Different effects of chimeric domain swapping on virus fitness were observed and depended on the specific env backbone that was used. The pairing of the majority week 0 gp41 region with a week 48 gp120 domain originally isolated from a G36D-containing env did not restore viral fitness and produced viruses that were less fit than native week 48 env genes with site-directed HR-1 corrections. The pairing of this same week 0 gp41 with a previously N43D-associated week 48 gp120 domain restored fitness relative to VCV-resistant virus and the week 48 env with a site-directed correction at position 43, but it did not restore fitness to wild-type week 0 levels. Wild-type virus fitness could not be restored to week 0 levels by either molecular technique. Taken together, these findings suggest that gp120 and gp41 segments in this subject coevolved to maximize viral fitness, in contrast to a previous report of ENF resistance decay, and highlight the complexities of envelope subdomain interactions (22). A phylogenetic analysis of gp120 and gp41 sequences did reveal differences in env domain evolution at earlier time points during VCV therapy, but by week 48, 18 weeks after ENF therapy began, both gp120 and gp41 forms most closely resembled pretreatment sequences. Divergent evolutionary pathways were not suggested and corroborate our finding in growth competition experiments that gp120 and gp41 must coevolve through drug selection pressures, even when these pressures act mainly on one sequence domain. We speculate that this coevolution maximizes some key feature of viral entry, most likely entry kinetics, but also could be more directly related to receptor or coreceptor affinity.

The fitness of an N43D-containing dominant week 48 env was restored by reverting this mutation to its wild-type form. It is not clear why the correction of the G36D mutation by site-directed mutagenesis or domain exchange only partially restored viral fitness in this subdominant viral population. This poor env fitness was demonstrated in three different week 48 env backbones and suggests that this finding was not related to some unique feature of a particular clone we selected. The N43D-containing env genes became the majority clones from week 42 to 48, and it seems likely that regions outside the gp120 V3 loop or the HR-1 gp41 domain contributed to these observed fitness differences. The presence of compensatory changes in env has been previously described for both V3 loop and HR-1 mutations (19, 25, 41, 47, 64).
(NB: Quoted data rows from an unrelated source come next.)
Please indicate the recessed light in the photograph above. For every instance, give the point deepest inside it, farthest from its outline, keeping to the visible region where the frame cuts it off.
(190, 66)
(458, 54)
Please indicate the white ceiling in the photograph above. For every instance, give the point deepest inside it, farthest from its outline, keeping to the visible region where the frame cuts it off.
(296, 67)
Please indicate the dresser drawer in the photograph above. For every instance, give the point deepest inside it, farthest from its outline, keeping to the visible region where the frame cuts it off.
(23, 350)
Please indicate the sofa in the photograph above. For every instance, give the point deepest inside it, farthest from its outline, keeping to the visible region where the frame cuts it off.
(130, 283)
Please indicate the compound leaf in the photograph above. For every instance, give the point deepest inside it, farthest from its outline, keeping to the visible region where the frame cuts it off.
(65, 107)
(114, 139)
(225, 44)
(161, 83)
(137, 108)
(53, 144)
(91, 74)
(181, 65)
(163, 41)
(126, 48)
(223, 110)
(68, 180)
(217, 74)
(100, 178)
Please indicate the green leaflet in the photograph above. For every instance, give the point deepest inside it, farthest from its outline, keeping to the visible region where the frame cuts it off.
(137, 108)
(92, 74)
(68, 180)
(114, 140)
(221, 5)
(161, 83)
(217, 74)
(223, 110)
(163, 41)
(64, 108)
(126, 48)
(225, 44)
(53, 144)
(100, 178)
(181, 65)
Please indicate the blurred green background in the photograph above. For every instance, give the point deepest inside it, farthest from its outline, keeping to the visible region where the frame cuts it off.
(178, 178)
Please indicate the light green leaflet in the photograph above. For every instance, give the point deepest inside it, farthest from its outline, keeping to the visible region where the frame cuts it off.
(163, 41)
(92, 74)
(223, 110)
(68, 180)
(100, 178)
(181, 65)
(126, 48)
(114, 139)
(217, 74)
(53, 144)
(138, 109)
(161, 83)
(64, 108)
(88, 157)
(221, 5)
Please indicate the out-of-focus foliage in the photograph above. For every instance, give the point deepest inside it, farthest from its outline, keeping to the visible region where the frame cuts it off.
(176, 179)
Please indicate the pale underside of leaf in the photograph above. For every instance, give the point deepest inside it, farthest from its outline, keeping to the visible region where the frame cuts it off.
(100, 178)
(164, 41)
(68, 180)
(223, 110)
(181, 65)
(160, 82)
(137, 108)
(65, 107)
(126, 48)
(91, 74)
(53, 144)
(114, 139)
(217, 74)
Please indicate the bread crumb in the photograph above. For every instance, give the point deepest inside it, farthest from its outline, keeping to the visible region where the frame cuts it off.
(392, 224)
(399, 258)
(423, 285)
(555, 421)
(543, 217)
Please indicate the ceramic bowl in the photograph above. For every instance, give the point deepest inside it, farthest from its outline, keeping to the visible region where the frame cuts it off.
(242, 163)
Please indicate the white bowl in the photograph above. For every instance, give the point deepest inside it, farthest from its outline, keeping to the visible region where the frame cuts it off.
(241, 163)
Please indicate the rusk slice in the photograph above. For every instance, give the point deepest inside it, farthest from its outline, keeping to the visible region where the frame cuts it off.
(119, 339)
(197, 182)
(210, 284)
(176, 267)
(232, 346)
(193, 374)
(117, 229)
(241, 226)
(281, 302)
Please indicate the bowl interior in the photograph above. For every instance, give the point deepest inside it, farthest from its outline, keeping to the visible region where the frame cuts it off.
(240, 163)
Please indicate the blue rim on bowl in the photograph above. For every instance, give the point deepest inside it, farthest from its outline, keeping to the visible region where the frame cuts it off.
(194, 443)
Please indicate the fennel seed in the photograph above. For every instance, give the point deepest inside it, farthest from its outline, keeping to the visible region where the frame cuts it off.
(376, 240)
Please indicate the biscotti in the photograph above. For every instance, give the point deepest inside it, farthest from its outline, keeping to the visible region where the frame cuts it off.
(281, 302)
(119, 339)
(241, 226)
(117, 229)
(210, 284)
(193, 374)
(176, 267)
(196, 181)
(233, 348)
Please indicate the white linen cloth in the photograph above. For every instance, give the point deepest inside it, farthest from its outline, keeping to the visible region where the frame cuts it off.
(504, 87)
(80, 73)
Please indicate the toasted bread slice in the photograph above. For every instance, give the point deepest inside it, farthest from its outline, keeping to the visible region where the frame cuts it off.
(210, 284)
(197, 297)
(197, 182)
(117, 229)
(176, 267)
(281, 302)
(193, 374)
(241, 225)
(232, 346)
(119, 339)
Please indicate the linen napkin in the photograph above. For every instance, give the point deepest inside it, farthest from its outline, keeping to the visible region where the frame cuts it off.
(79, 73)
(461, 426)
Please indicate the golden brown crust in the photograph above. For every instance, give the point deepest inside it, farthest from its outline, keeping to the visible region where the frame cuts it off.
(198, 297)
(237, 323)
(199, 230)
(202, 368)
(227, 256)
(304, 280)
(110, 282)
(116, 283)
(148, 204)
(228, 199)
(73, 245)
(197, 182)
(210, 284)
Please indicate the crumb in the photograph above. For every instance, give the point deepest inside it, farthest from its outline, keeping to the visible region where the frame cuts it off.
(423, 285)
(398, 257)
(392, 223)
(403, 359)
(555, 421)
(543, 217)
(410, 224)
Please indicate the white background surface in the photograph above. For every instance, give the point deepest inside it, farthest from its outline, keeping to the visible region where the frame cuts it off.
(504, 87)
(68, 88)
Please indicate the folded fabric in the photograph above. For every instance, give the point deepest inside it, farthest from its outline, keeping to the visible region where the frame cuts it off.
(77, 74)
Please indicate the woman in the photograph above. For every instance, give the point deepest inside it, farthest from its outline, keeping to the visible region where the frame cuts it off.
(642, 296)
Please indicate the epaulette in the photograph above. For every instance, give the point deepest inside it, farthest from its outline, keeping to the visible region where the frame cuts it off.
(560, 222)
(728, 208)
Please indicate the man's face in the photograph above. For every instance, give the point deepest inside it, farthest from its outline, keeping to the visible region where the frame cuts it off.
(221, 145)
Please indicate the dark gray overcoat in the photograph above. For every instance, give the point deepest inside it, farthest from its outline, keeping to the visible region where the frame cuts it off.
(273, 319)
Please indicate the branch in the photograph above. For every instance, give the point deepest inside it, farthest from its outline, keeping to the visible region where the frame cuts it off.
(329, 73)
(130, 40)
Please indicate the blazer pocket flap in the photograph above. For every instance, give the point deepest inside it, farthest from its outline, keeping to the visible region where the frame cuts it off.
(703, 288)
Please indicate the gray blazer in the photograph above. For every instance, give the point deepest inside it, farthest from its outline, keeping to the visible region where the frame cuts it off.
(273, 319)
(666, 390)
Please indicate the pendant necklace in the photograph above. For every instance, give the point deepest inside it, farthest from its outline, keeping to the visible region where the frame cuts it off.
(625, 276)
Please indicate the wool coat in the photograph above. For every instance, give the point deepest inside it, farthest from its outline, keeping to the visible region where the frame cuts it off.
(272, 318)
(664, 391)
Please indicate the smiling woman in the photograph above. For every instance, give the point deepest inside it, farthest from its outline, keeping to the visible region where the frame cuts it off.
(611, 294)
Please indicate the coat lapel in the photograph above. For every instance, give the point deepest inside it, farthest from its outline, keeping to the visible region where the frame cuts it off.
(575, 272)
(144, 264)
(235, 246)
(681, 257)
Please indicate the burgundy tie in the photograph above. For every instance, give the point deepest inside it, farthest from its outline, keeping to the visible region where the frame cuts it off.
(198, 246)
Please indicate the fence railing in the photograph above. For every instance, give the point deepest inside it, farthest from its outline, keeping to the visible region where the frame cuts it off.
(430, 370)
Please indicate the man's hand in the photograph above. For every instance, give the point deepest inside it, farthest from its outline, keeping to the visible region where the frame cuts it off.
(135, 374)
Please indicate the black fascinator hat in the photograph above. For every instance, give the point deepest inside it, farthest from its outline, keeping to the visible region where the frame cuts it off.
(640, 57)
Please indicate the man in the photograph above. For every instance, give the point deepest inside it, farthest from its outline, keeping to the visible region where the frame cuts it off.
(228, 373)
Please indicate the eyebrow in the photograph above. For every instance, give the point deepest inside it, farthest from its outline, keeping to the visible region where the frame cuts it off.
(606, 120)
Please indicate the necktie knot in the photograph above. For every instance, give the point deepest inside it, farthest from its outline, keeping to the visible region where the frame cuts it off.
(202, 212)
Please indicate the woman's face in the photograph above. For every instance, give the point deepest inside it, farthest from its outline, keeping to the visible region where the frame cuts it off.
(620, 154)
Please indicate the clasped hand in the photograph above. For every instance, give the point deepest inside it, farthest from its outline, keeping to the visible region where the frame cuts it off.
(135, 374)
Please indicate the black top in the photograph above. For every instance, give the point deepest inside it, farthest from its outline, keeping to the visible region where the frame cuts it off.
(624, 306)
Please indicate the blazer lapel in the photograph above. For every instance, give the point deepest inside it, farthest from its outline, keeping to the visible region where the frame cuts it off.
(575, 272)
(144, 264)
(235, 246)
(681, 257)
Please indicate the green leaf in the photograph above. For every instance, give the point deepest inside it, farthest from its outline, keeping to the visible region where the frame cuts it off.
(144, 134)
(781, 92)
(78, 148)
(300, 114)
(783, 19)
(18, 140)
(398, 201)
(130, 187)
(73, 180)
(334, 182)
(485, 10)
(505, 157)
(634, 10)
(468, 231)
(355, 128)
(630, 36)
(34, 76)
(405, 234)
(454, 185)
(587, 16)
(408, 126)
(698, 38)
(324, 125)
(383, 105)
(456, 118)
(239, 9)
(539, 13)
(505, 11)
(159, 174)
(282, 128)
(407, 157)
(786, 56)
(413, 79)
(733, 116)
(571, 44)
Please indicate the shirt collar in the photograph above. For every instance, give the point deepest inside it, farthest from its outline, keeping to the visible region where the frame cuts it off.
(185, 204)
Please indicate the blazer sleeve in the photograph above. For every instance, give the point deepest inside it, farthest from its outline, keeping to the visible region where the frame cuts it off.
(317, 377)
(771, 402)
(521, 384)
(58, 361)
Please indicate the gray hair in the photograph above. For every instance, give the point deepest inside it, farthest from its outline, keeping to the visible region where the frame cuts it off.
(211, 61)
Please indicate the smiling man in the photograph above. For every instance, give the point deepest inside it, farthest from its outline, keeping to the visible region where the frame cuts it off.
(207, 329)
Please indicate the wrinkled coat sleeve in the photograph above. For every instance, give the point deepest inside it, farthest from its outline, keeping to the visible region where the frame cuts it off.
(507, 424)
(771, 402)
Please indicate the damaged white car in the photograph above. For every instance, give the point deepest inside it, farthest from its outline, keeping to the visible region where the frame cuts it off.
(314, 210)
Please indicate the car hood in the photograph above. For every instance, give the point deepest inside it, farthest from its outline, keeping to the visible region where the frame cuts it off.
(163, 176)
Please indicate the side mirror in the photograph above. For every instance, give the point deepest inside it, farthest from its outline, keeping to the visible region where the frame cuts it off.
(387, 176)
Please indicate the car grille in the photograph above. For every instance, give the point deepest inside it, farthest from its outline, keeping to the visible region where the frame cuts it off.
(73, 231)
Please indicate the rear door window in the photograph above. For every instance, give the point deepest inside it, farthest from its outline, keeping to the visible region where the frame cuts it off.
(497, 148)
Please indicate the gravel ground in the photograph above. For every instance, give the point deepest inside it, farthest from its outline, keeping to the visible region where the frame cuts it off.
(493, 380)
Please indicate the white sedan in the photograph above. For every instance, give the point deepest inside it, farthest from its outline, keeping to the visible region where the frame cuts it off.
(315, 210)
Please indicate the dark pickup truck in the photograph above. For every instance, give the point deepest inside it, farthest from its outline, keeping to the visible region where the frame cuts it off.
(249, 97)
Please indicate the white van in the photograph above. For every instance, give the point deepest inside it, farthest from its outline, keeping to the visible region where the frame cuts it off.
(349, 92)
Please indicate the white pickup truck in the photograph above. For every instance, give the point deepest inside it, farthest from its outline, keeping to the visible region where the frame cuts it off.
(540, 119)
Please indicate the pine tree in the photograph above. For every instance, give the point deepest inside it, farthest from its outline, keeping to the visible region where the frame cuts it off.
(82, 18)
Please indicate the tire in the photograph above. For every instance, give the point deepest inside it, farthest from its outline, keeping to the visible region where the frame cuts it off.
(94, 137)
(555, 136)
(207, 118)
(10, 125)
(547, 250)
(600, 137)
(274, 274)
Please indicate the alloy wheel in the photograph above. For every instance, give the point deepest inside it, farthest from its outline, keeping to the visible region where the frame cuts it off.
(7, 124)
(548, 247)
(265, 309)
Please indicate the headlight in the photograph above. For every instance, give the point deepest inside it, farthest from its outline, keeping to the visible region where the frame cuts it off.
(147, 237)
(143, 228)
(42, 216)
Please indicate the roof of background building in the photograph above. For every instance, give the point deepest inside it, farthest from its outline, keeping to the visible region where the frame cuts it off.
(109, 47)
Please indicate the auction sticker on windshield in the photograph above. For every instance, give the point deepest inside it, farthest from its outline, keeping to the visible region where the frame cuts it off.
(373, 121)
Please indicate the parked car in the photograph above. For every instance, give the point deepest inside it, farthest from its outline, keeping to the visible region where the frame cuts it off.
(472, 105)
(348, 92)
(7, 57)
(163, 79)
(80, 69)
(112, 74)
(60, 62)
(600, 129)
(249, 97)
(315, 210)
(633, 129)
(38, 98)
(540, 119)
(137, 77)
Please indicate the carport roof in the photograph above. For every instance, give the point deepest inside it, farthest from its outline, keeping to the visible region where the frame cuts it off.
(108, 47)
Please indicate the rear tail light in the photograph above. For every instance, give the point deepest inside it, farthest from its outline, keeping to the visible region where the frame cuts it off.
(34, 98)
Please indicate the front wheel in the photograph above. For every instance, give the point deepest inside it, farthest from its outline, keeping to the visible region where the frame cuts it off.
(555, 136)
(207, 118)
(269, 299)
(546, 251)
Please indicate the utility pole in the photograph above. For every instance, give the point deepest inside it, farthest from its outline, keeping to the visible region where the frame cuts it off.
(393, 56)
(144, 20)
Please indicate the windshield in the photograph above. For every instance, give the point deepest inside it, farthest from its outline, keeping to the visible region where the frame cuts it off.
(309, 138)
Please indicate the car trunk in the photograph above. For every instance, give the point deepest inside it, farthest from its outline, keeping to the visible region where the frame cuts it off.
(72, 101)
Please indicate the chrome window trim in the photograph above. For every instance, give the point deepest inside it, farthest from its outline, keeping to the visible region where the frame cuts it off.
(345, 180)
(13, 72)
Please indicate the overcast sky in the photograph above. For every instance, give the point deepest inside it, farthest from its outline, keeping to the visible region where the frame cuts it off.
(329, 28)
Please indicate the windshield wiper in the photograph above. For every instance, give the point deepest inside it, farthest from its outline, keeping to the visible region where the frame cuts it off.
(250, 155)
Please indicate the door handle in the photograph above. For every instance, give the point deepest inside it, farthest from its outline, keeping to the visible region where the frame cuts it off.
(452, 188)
We used a virus-cell fusion assay to confirm the slower entry rate of a G36D-containing env mutant and extended this observation to virus that contained the N43D gp41 HR-1 mutation (49). The slower entry rates we previously reported for VCV-resistant isolates correlated with reduced fitness in this study (45). The association between entry rates and the reduced fitness of week 48 env constructs, however, was less clear. While chimeric and SDM constructs displayed delayed entry kinetics, they could not be statistically differentiated from the entry rates of native week 48 env. A trend toward intermediate entry rates was noted that could explain some fitness differences, but an alternate mechanism (e.g., changes in binding affinity) may explain changes in viral fitness for these envelopes. The finding that enfuvirtide increased the entry rates of enfuvirtide-resistant clonal isolates to wild-type levels is novel and unexpected. Enfuvirtide resistance mutations in HR-1 reduce enfuvirtide binding while still permitting association with HR2. A model has been proposed for entry in the presence of enfuvirtide, although our virus isolates are admittedly not enfuvirtide dependent for entry (3, 4). In this model, enfuvirtide stabilizes the HR-1–HR-2 interaction and prevents premature prefusion conformational changes that can inactivate virus entry in the absence of drug. Further work is required to clarify whether our observation can be generalized to other enfuvirtide-resistant clinical isolates.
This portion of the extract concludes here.